C’est pourquoy suiuant auiourd’huy la maniere d’agir
des plus modestes speculatifs, qui ne presument rien
d’eux-mesmes ; ny de la nature des choses humaines ; ie
vous diray pour respondre à vostre demande qu’à l’auanture
ce qu’on traite à saint Germain est bon, & à l’auanture
est-il mauuais.

Ce qui me semble de plus vray-semblable, c’est que
ces Messieurs obseruer ont aysément, que la Politique
de Platon & de Lipse n’est pas semblable à la Politique
du temps, & que ce qu’on appelle raison, sincerité
& iustice ne sont que de belles idées de Philosophes,
de beaux songes & des meditations d’hommes oysifs ;
Quand on traite auec ceux qui ne reconnoissent point
d’autre droit que le droit du plus fort, & comme disoit
vn railleur, celuy de bien-seance & d’vtilité.
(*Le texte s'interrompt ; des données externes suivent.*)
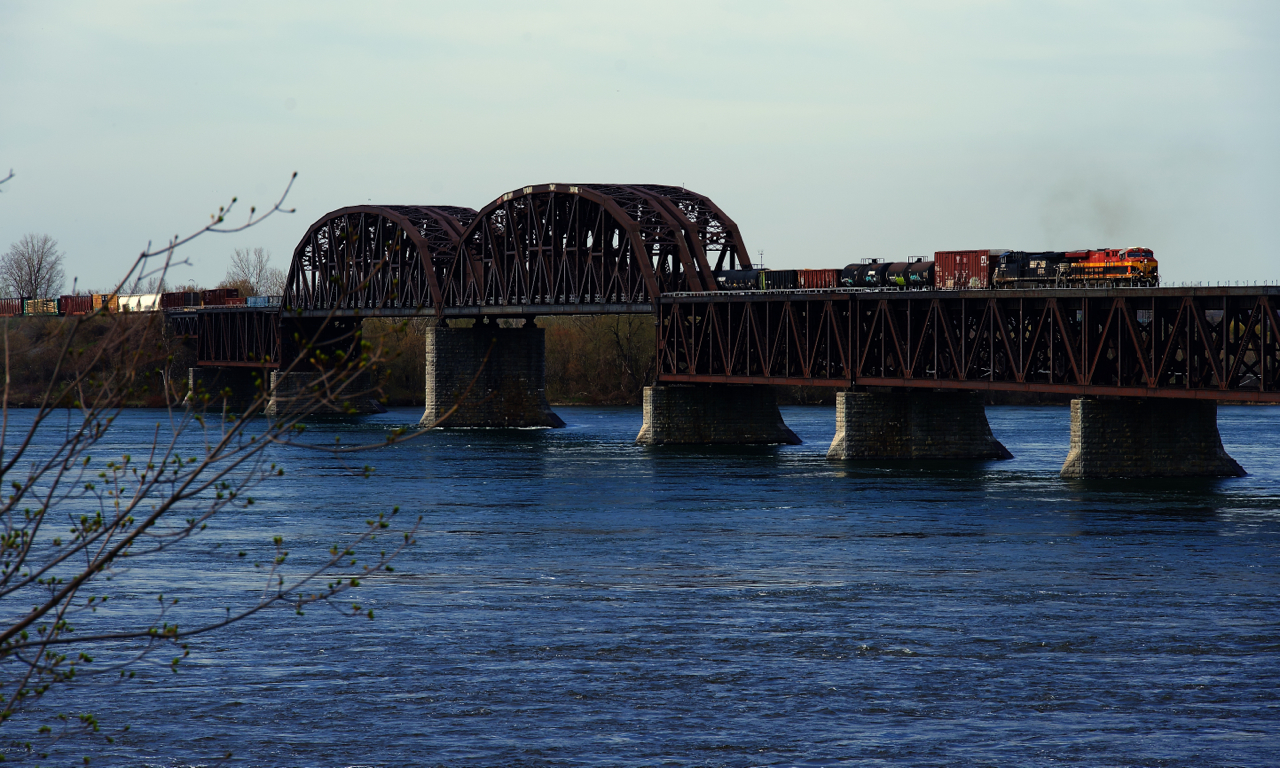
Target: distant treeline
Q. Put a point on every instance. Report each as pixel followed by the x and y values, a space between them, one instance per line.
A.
pixel 131 352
Il y a long-temps
selon la Politique d’vn des premiers du Conseil,
que le Roy seroit le plus pauure de son Royaume, s’il
faisoit iustice à ses Sujets : c’est à dire que les grands Ministres
du temps ne considerent plus ce qui est permis, n’y
ce qui est iuste, mais seulement ce qui est possible & ce
qu’ils croyent aduantageux.

Les plus saintes & les plus diuines Remonstrances sont
auiourd’huy des chansons, si elles ne sont alleguees par
vingt mille bouches, & toutes les Requestes d’équité
sont ridicules, si elles ne sont presentees par vingt mille
mains.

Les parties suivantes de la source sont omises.